Looking at Sustainability Through a Business Lens
Numerous studies have shown the value of companies embracing environmental, social and governance (ESG) practices. As stakeholders place a greater emphasis on businesses’ exposure to and impact on climate change, it’s increasingly important that boards also focus on sustainability.
Bodies like the Task Force on Climate-related Financial Disclosures (TCFD) have provided frameworks to consider these risks and report on climate-related financial information.
“You can almost split the TCFD model down the middle in the way you approach it,” says Green.
“The top half of the framework is about identifying the risks and opportunities through an enterprise risk management lens; undertaking broad topic discussions about how the board or C-suite is thinking about the impacts of climate change on its business. Where does the business invest, what does it divest going forward?” he says.
“The bottom part is thinking about how we quantify those risks, transfer them if necessary and make sure we’re supporting the balance sheet.”
Among the risks in that upper portion of the model are intangible risks associated with climate change, including policy, legal, technology, market and reputation — exposures the TCFD calls transition risks.
Climate change could also pose a directors’ and officers’ liability risk for businesses. All of which means that organizations that fail to identify or adapt to climate change risks could face shareholder litigation.

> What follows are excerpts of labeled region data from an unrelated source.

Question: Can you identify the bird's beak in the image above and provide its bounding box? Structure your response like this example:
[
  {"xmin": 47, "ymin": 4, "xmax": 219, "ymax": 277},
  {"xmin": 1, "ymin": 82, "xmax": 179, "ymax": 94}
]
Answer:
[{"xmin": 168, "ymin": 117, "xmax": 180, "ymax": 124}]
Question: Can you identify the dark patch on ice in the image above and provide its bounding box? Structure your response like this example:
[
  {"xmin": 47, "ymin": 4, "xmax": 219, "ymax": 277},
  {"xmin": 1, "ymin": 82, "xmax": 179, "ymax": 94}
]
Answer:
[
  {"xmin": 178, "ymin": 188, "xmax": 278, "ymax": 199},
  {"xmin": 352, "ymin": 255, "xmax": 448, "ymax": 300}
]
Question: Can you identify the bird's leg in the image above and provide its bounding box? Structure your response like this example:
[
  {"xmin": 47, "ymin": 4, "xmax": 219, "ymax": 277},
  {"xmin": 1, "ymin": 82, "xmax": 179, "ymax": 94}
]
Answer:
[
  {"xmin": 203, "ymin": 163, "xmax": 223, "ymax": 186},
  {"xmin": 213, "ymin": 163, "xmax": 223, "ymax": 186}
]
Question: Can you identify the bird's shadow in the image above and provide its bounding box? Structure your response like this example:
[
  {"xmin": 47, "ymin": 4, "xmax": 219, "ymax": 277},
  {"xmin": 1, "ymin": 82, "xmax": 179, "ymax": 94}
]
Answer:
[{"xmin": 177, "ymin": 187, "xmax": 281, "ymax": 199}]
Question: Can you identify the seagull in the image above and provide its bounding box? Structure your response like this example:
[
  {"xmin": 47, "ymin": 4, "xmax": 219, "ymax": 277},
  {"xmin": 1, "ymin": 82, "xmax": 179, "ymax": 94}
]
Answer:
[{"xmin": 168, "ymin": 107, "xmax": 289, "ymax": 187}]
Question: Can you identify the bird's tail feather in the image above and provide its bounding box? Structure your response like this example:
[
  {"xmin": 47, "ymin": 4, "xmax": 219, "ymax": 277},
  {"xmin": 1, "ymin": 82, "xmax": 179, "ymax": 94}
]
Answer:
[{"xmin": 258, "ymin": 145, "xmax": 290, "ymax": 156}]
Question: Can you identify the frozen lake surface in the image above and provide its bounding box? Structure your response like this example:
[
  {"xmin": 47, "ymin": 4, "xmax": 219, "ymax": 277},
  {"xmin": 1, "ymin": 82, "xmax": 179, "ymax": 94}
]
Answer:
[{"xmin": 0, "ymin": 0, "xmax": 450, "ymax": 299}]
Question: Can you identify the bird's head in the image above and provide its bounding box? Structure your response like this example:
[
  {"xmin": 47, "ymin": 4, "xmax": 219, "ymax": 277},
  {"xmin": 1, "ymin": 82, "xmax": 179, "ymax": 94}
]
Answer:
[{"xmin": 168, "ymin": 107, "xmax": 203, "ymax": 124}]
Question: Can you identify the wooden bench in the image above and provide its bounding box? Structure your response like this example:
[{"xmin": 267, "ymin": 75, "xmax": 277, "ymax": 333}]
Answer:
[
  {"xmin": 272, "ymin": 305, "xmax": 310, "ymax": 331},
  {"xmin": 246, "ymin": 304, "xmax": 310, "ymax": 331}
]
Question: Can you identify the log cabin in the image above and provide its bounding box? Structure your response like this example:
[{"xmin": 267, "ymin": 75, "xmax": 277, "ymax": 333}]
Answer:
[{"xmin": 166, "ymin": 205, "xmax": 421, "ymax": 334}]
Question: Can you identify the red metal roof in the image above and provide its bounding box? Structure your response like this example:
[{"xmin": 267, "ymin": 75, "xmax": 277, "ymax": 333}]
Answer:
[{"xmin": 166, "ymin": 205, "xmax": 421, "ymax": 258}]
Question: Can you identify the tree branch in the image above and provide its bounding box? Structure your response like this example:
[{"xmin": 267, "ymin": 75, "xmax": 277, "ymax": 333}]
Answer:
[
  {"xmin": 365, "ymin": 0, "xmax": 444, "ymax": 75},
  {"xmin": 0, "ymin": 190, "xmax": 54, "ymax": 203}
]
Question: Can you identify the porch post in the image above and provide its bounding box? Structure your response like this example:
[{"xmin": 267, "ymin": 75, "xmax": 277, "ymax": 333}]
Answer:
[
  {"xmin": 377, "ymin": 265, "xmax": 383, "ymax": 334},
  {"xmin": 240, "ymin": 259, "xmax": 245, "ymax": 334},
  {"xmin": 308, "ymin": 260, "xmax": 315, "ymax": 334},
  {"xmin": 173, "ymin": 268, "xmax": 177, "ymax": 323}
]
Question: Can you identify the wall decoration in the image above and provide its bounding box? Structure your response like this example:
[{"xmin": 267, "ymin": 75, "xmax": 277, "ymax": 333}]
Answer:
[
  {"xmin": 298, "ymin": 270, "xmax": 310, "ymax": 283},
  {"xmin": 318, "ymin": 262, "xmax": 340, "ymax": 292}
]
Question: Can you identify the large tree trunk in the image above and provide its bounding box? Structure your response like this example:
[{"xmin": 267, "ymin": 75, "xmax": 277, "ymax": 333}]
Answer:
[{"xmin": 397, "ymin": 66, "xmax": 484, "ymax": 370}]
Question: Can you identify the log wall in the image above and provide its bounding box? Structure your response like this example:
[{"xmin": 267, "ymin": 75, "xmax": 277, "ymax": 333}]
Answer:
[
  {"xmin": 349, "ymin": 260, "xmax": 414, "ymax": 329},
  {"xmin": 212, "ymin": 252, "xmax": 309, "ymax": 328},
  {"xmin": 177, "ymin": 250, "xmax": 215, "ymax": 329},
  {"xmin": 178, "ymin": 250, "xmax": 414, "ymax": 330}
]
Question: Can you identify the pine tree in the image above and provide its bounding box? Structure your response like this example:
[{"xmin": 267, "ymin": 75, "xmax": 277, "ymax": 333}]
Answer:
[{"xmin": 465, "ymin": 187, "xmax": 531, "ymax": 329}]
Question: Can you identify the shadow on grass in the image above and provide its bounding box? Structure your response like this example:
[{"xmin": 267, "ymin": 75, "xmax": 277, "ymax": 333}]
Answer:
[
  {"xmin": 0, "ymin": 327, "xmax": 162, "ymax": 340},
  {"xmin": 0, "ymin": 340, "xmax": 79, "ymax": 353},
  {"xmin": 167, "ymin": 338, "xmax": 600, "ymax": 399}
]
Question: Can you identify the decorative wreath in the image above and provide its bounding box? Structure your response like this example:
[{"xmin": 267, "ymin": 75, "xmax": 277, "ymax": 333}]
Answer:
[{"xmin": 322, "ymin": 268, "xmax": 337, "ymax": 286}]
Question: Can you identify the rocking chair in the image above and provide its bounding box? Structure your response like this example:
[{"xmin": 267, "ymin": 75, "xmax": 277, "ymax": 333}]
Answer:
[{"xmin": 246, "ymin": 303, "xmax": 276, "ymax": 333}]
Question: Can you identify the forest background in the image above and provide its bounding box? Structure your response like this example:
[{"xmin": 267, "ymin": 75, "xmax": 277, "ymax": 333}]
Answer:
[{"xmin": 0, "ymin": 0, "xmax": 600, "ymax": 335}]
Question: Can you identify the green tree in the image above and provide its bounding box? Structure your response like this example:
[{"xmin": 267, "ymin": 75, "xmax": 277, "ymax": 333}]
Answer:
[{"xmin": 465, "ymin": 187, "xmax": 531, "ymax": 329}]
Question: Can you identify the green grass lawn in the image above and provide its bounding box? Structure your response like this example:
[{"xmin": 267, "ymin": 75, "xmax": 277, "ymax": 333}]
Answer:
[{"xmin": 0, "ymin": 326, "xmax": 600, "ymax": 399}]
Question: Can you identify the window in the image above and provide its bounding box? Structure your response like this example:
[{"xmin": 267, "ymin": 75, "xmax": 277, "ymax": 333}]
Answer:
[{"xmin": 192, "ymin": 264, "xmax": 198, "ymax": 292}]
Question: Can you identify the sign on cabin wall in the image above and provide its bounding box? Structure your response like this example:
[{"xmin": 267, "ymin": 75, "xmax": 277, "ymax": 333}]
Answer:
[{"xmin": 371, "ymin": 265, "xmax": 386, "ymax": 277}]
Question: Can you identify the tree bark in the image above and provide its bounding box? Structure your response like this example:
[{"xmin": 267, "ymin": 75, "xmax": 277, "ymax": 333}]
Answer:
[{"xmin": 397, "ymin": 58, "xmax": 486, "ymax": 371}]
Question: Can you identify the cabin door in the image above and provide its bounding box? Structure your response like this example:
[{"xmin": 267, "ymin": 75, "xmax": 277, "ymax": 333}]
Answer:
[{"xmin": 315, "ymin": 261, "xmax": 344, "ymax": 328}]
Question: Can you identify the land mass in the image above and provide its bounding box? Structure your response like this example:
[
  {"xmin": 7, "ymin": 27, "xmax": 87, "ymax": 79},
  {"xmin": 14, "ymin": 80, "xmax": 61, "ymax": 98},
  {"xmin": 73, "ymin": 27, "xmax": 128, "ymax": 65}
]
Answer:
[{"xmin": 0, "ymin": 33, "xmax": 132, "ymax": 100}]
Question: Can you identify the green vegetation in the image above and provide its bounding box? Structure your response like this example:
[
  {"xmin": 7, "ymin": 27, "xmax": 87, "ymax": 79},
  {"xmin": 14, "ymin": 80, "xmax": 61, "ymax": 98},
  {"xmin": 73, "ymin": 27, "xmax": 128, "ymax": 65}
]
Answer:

“There’s a need for climate change skills on the board or, at a minimum, ongoing climate change education for the boards of public companies,” says Laura Wanlass, partner and global head of corporate governance at Aon.
One area where this trend is becoming more urgent is in climate-related lawsuits against organizations. Most litigation thus far has focused on failing to disclose climate change exposures, but increasingly cases are pursuing claims against companies for not taking steps to reduce climate change risk. “These types of lawsuits can also help to drive shareholder activism and calls for say-on-climate or other environmental-related shareholder proposals,” Wanlass says.
Organizations also face potential reputational risks stemming from the nature of their business, who they’re doing business with and their potential impact on climate change. The potential damage from reputational crises can be significant and is growing in the social media era, a shift that is highlighting the importance of sound leadership to mitigate reputation risk.
“If companies do not proactively provide their own climate narrative, others will tell it for them. And depending on industry, silence may be just as problematic as not telling a story effectively,” Wanlass says.
Where to Begin
Climate change is increasingly top of mind for business leaders, even through the ongoing global pandemic — and perhaps because of it. “In the past six months, we’ve gotten more inquiries about climate change than ever before,” says Jeremy Barton, managing director, Aon Inpoint, Asia Pacific.
Green says companies that face regular physical risks due to climate change — like impacts of ever-stronger hurricanes or potential flooding on office locations— have a head start they can build upon.
But for many companies, addressing climate change is new territory. It can be overwhelming to know where and how to begin.
“Climate change means different things to different people. Start by getting collective thinking across the organization so you can build toward a single vision,” says Barton. “From there, you can start analyzing the risks and opportunities. And don’t be afraid to ask for help. Start small. But the important thing is to start.”